Tokens, mementos and ashes- -documentation of a human life.

A human life carries with it a collection of artifacts- -tokens, mementos and, when time runs out, ashes.

 

By token, I choose the meaning of a symbol or emblem. Early in our relationship Bruce wistfully requested a token from me. Nothing fancy, he said, maybe just a little silver ring that he could wear on a pinkie finger, a symbol of what was happening between us. I found just such a ring at a local bead shop. It seemed perfect, as part but not all of it was stamped with a design, a blank stretch of silver designating the unknown. He presented me with a similar ring not long after. We both wore our silver rings- -friendship rings? promise rings?- -on our right hands.

 

Today I wear them both, his stacked beneath mine to ensure it doesn’t slip off. Our wedding rings, plain gold bands, are similarly stacked on my left hand ring finger. This configuration first occurred on December 14, 2018, minutes before Bruce was taken off for the procedure that couldn’t be done, the procedure that told us his time was even shorter than we’d first believed. “Don’t lose these,” he’d said as he worked the bands off his fingers and handed them to me.

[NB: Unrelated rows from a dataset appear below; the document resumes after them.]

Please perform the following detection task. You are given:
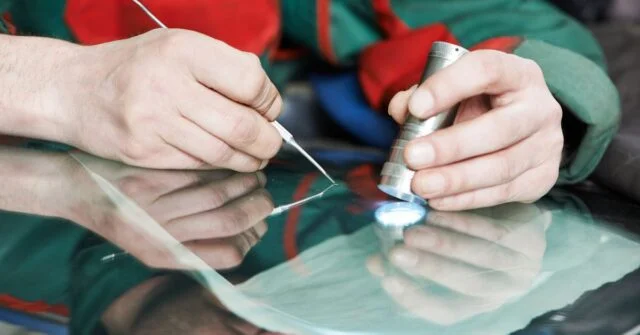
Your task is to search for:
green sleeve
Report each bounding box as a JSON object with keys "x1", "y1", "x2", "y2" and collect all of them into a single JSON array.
[{"x1": 281, "y1": 0, "x2": 620, "y2": 184}]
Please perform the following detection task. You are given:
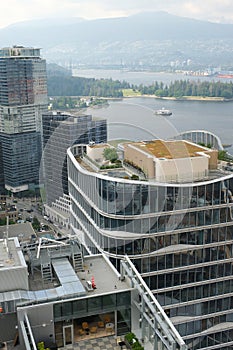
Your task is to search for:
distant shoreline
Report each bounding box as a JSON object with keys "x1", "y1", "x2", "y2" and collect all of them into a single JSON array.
[{"x1": 122, "y1": 94, "x2": 233, "y2": 102}]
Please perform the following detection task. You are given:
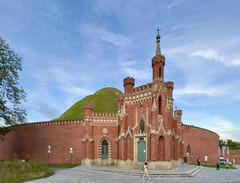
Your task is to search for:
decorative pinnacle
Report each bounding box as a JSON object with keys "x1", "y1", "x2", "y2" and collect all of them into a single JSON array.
[{"x1": 156, "y1": 28, "x2": 161, "y2": 56}]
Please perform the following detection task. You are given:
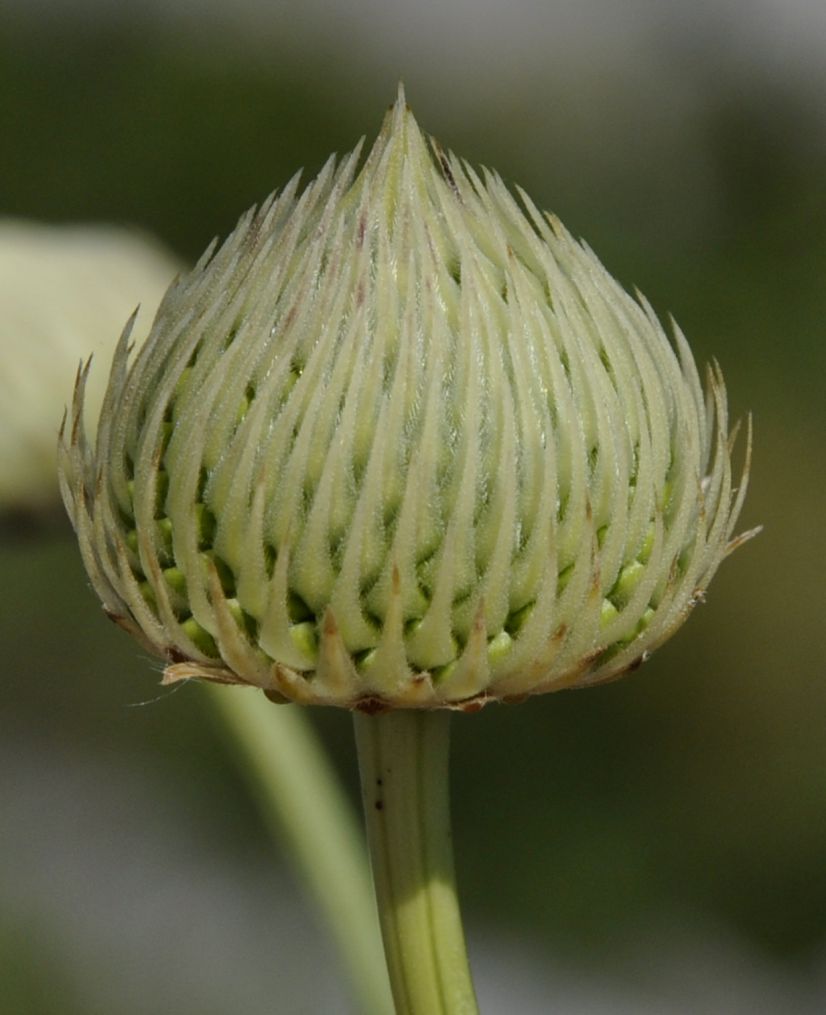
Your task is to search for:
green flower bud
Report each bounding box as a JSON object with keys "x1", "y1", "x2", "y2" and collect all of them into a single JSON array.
[
  {"x1": 62, "y1": 94, "x2": 748, "y2": 709},
  {"x1": 0, "y1": 219, "x2": 178, "y2": 513}
]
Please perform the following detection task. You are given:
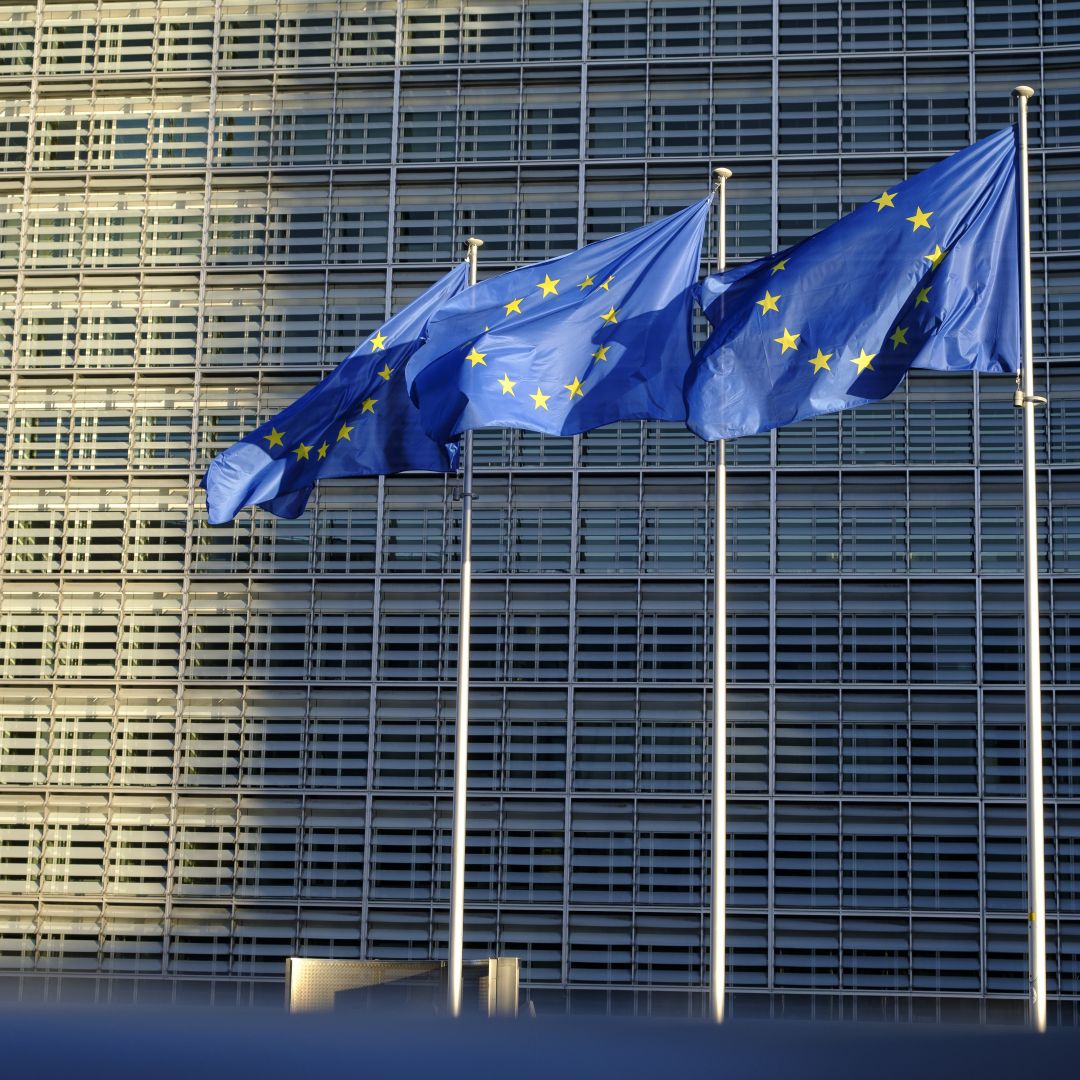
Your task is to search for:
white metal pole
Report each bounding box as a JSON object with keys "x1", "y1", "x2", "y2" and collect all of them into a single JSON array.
[
  {"x1": 446, "y1": 237, "x2": 484, "y2": 1016},
  {"x1": 708, "y1": 168, "x2": 731, "y2": 1024},
  {"x1": 1013, "y1": 86, "x2": 1047, "y2": 1031}
]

Even on that day, a couple of hours later when I learned the news was dire, looking down at my hands, at the silver and gold stacks, brought me comfort.

 

Mementos- -programs, ticket stubs, newspaper clippings- -we’d pitched a lot of that stuff when we moved last May, yet there’s still so much. What’s so important about a used up Disneyland gift card from our honeymoon or ticket stubs from a Walla Walla Sweets home game? Everything and nothing. If I were cleaning out someone else’s stuff, I’d toss these. But those times and days are somehow more vivid to me when I look at the pieces of paper that document nothing more than a “day in the life of.”

 

Ashes: the sand in the hourglass that finally runs out. I’ve learned this week that you don’t “pick up ashes,” you “receive cremated remains.” The formality of funeral home parlance might be off-putting to some, but, through this process of collecting the most basic physical remnants of Bruce I’ve appreciated the respectful, formal language employed. Receiving Bruce’s remains was a sacred experience. Bringing this part of him home, to the house, was the right and reassuring action to take.

 

The shock of Bruce’s death is wearing away. Sadness edges in to claim the vacant emotional space but it can’t squeeze out the good memories and my belief that he is still here, just in a different form. When I touch the rings, they are warm.